DIME MAG’s 2015-16 NBA Season Previews


The Spurs might be the most exciting team in the NBA. Despite the titles, that wasn’t the case 10 years ago when Tim Duncan’s peak meant a lot of slow-it-down games where the ball was pounded into the post and the team relied more heavily on his offensive and defensive abilities.

But Duncan got older. Manu Ginobili and Tony Parker also showed they could lead the offense with a more pick-and-roll heavy attack. So Popovich instituted the basics of the motion offense with then-assistants Mike Budenholzer and Brett Brown, now the head coaches in Atlanta and Philadelphia, respectively.

This Spurs juggernaut was run-and-gun, thriving on spacing, increased pace, passing and some misdirection that probably resembles jazz, if we knew anything about jazz.

Basically, the became a basketball purists handbook for excellence and if you’re like us, your Old Man gets choked up every time they get an easy layup on some brutal back-cut.

With so much to choose from — Duncan’s swan song, Tony Parker’s health, Slo Mo Kyle Anderson’s development, will we ever get a Matt Bonner bobblehead mailed to us — it’s hard to simply pick two things that make the Spurs matter. There are almost too many to list.

But last year’s Defensive Player of the Year, Kawhi Leonard, and this summer’s big free agency splash, LaMarcus Aldridge, are what we’ve selected. Except, we’re going to discuss the one area of Kawhi’s game he still needs to improve upon — his offense — and the biggest question after Aldridge signed in San Antonio — what role does he inhabit in San Antonio’s motion offense.

Kent Bazemore, Kawhi Leonard
Getty Image

Will Kawhi Leonard improve his offensive abilities enough to become an MVP candidate and top-10 player?

There’s no more debate about the quality of Kawhi Leonard.

The San Antonio Spurs wing is one of the best players in basketball, an ever-improving 23-year-old whose burgeoning, versatile game is superseded by his unsurpassed ability on the other end. Many may prefer the all-encompassing scoring influence of Carmelo Anthony, and some still believe Paul George is a more well-rounded two-way player. After LeBron James and Kevin Durant, though, Leonard has a case as the best small forward in the NBA – that’s what a Defensive Player of the Year award and sweeping strides with the ball in his hands do for a young player’s reputation.

With Tim Duncan approaching 40 years-old and an aging Tony Parker hobbled by injury, Leonard emerged as San Antonio’s primary offensive option in 2014-15. He posted career-highs in usage rate, free throw rate, and percentage of baskets unassisted last season, flashing legitimate prowess as both a pick-and-roll ball handler and post player – an extremely rare combination reserved for the game’s elite playmakers.

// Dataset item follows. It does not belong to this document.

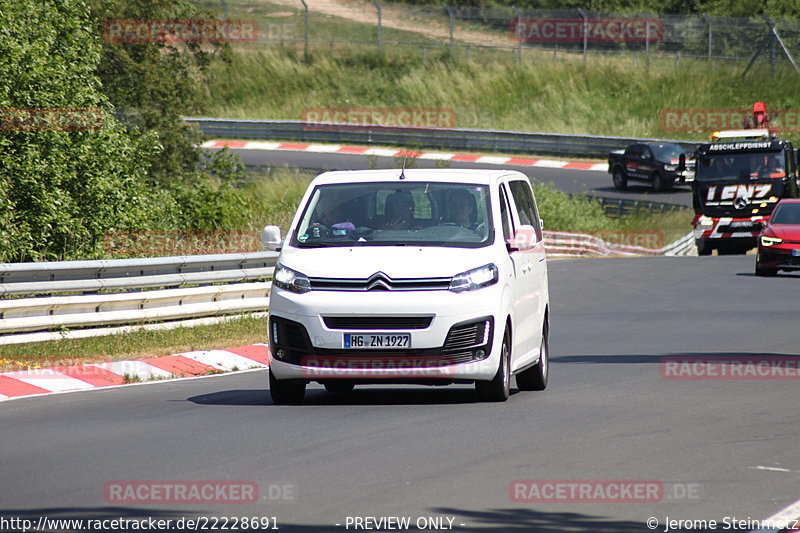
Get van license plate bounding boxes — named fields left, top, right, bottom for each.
left=342, top=333, right=411, bottom=350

The next step for Leonard to reach full-fledged superstardom is frequency and consistency. Due to the summer acquisition of LaMarcus Aldridge, however, it seems the Spurs will continue spreading the wealth among their litany of talented players – at least for 2015-16. There will come a time when Duncan, Manu Ginobili, and even Parker are no longer wearing silver-and-black, and that’s when Leonard will take full control of San Antonio’s perimeter reins while Aldridge holds down the interior.

Until then, the San Diego State product must work to avoid the seldom valleys interspersed with so many peaks. Leonard proved his immense offensive worth to a national audience in the first half of his team’s first-round epic against the Los Angeles Clippers last spring, averaging 24.8 points per game on 60 percent shooting – and 56.3 percent from beyond the arc! – in the first four games of the series. But he tailed off starkly in the ensuing three contests, struggling from the field and lacking the overall composure that propelled him to prior dominance.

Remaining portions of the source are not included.